As I was thinking about all the marketing materials I need to design and prepare to start my healthy consulting business, I sat down with God and made an observation that it is difficult to hang your shingle out for business when you don’t have transportation. The other observation I made was that it was imprudent to go into people’s houses alone; however, I don’t have the resources to pay someone to be my safety buddy in my new business venture. Scheduling around my husband’s limited weekend schedule could make my prospective clients frustrated enough that they go somewhere else, and giving up what precious time I have with him when he’s away from work is not appealing.

So I simply mentioned to God a few weeks ago that it would help if I had some transportation, and a helper who was interested in what I was doing. I went on my way, knowing that somehow, things would work out.

Meanwhile, I’ve been trying to get together with a good friend of mine to demonstrate some of the testing protocol and instruments I use in my home electromagnetic radiation surveys. We’ve had to re-schedule dinner at her house once already, and last Sunday I caught up with her wanted to confirm our schedule for this month. At the end of our conversation, out of the blue (but not really—who am I kidding?), she suddenly said, “Melody, if you need someone to come with you and carry your equipment around for you, I’d love to help you out.”

And guess what? She has transportation. Ha.

When the providence of God comes and smacks you on the cheek like a big blubbery kiss from your favorite great-aunt, you can’t help but smile and laugh a little. Our God is a great, wonderful, caring God who provides for us in every way. The legacy of Jehovah Jireh comes from Abraham, who obeyed God by taking his son Isaac up to the mountain to kill him, according to God’s direction. Obeying this most difficult and incomprehensible set of instructions, Abraham figured that everything would work out. God would raise his son from the dead, or He would provide another way to fulfill His promise. Along came the ram, and the rest is history. Abraham called the place Jehovah Jireh, “The-Lord-Will-Provide” (Gen 22:14), because God indeed provided.

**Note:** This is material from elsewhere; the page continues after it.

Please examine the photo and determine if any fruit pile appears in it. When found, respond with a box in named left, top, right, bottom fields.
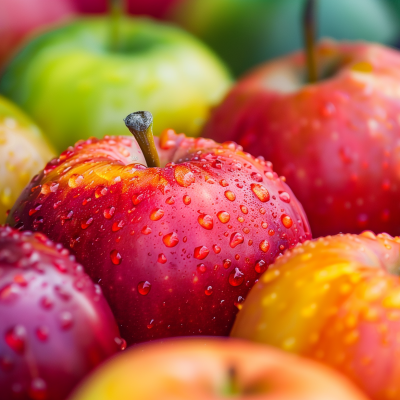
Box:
left=0, top=0, right=400, bottom=400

This kind of unshakable confidence in a provider God seems rare in today’s society. We all want to be self-sufficient, to provide for our own needs, our family’s needs. We don’t like being beholden to others. But there are some things we simply can’t do by ourselves.

I’m currently at a standstill, trying to make plans to build a healthy living retreat for the environmentally ill. I have limited financial resources, no land purchase opportunities to speak of, and no helpful connections to put me in contact with the right people, at the right time, in the right place. I suppose I’ll have to mention in my next garden stroll with my Creator that it would be nice to have some land and allies to build a sanctuary to help others who are suffering.

I’m not worried. Jehovah Jireh’s got my back.